Reportedly, he wore the watch during the first session of the match but removed it soon after realizing the mistake.
However, Kettleborough was not seen wearing it after lunch on Day 1.
It is understood that the ACU considers the incident a minor violation of rules. The unit spoke to Kettleborough and reminded him of his obligations under the Player and Match Officials Area Regulations (PMOA). Any further action regarding the same is unlikely to be taken.
This is not the first time such an incident has happened on a cricket field.
In the 2018 Lord's Test, Pakistan's players were targeted by officials after taking the field wearing smartwatches.
Although the players argued the devices were disabled, they were reminded the regulations prohibited them from wearing it at all.
At that time as well, it was not considered a major violation.
In an effort to combat corruption in cricket, players and officials are supposed to hand over their gadgets (any transmitting devices) to anti-corruption officials prior to the start of play.
The devices are given back to players following the stumps.
Moreover, the ICC also carries the power to confiscate devices and download all material from them in order to monitor recent activity.
Earlier this year, the ECB tightened up its anti-corruption guidelines by banning players from wearing smartwatches on the field in all fixtures.
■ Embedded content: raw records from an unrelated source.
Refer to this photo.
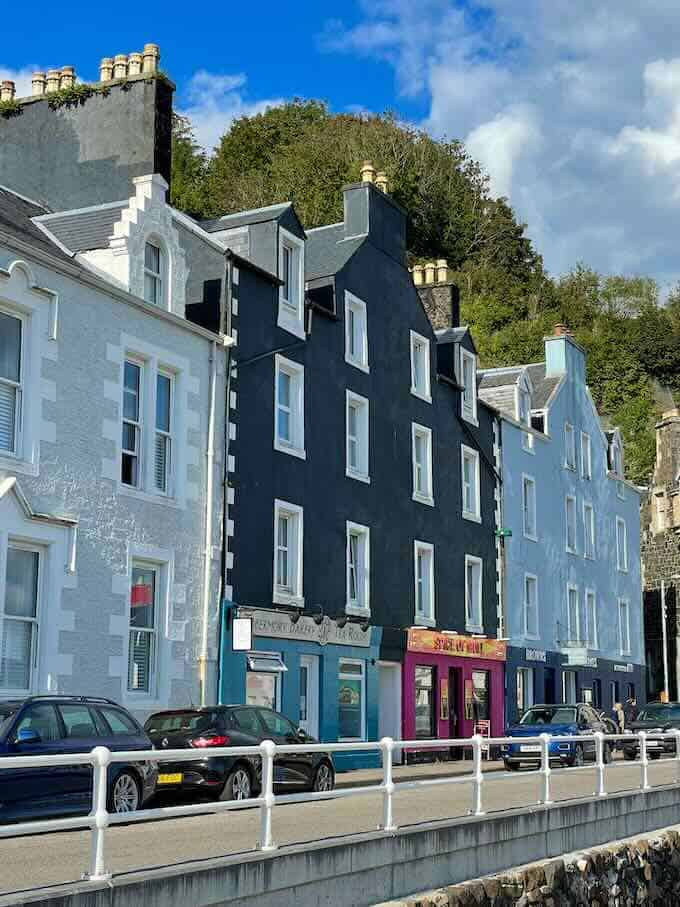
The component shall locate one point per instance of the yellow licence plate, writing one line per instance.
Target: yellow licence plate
(170, 779)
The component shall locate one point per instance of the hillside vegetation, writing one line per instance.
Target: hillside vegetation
(304, 153)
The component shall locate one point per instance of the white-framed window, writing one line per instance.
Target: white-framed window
(524, 405)
(144, 608)
(420, 367)
(570, 518)
(588, 531)
(586, 456)
(573, 614)
(291, 291)
(358, 568)
(529, 507)
(423, 556)
(473, 594)
(530, 606)
(11, 382)
(356, 332)
(621, 545)
(289, 407)
(288, 547)
(421, 455)
(357, 437)
(19, 616)
(569, 446)
(624, 627)
(468, 380)
(591, 620)
(154, 273)
(470, 483)
(351, 699)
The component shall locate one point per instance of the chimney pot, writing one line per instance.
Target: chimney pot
(7, 90)
(67, 77)
(151, 59)
(53, 76)
(106, 69)
(367, 172)
(120, 66)
(135, 62)
(38, 83)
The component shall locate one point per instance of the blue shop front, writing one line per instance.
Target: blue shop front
(321, 673)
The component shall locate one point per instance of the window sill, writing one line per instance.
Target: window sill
(298, 452)
(283, 598)
(359, 476)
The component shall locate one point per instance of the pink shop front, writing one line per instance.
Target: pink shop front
(452, 686)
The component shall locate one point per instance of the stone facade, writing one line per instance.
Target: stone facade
(622, 874)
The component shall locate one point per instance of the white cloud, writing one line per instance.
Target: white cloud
(214, 101)
(573, 108)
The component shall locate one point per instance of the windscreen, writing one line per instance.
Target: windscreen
(555, 715)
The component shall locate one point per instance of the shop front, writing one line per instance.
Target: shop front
(453, 686)
(318, 672)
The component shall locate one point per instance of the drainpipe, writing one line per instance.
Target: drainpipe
(209, 460)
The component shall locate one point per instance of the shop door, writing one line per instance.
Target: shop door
(309, 694)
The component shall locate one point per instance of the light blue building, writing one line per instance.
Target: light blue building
(569, 572)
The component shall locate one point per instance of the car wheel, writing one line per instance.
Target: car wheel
(323, 778)
(125, 797)
(238, 785)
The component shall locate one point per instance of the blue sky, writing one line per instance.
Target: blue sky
(573, 107)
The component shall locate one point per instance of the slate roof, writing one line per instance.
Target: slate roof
(327, 251)
(86, 229)
(15, 218)
(244, 218)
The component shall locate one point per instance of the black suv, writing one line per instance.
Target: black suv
(234, 777)
(55, 725)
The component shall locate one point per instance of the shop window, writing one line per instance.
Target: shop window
(425, 702)
(351, 700)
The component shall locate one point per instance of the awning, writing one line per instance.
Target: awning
(271, 664)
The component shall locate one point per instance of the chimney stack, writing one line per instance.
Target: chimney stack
(7, 90)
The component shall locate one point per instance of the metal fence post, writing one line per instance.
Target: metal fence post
(644, 761)
(268, 750)
(545, 768)
(478, 777)
(599, 754)
(101, 757)
(386, 748)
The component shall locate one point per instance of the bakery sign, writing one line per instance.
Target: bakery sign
(455, 644)
(278, 625)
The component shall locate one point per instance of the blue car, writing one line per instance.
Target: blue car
(51, 725)
(556, 720)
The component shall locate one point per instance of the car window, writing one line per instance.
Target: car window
(78, 721)
(42, 719)
(277, 724)
(121, 725)
(248, 721)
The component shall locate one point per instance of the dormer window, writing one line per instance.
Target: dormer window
(153, 274)
(291, 291)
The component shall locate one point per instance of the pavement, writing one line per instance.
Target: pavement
(47, 859)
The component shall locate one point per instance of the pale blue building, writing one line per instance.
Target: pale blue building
(569, 568)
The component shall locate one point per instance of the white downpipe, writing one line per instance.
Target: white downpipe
(207, 557)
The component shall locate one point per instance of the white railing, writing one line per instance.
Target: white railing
(100, 758)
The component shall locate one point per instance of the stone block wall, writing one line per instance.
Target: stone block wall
(622, 874)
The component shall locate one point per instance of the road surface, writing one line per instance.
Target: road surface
(48, 859)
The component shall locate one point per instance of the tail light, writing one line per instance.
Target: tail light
(202, 743)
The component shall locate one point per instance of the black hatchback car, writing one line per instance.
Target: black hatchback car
(234, 777)
(55, 725)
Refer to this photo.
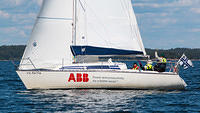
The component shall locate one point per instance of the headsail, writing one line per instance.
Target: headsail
(107, 27)
(51, 36)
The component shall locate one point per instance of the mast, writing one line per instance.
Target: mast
(74, 22)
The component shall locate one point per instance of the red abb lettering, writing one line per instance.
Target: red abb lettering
(85, 77)
(71, 77)
(79, 77)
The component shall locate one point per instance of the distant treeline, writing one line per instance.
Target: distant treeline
(15, 52)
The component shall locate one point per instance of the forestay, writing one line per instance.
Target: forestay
(106, 27)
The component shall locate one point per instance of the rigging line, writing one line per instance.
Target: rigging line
(136, 28)
(100, 22)
(82, 5)
(127, 10)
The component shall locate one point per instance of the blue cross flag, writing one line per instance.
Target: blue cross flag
(185, 62)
With an increasing number of live-streaming services for the County games, the rules have been made stern.
The smartwatches are now completely banned in televised games and are permitted in the dressing rooms, balconies, and dugouts, only in non-televised games.
In the 2019 County Championship season, the Lancashire spinner Matt Parkinson revealed that he had found out about his England call-up via a notification received on his team-mate Steven Croft's smartwatch. This might have prompted the ECB to revamp the rules.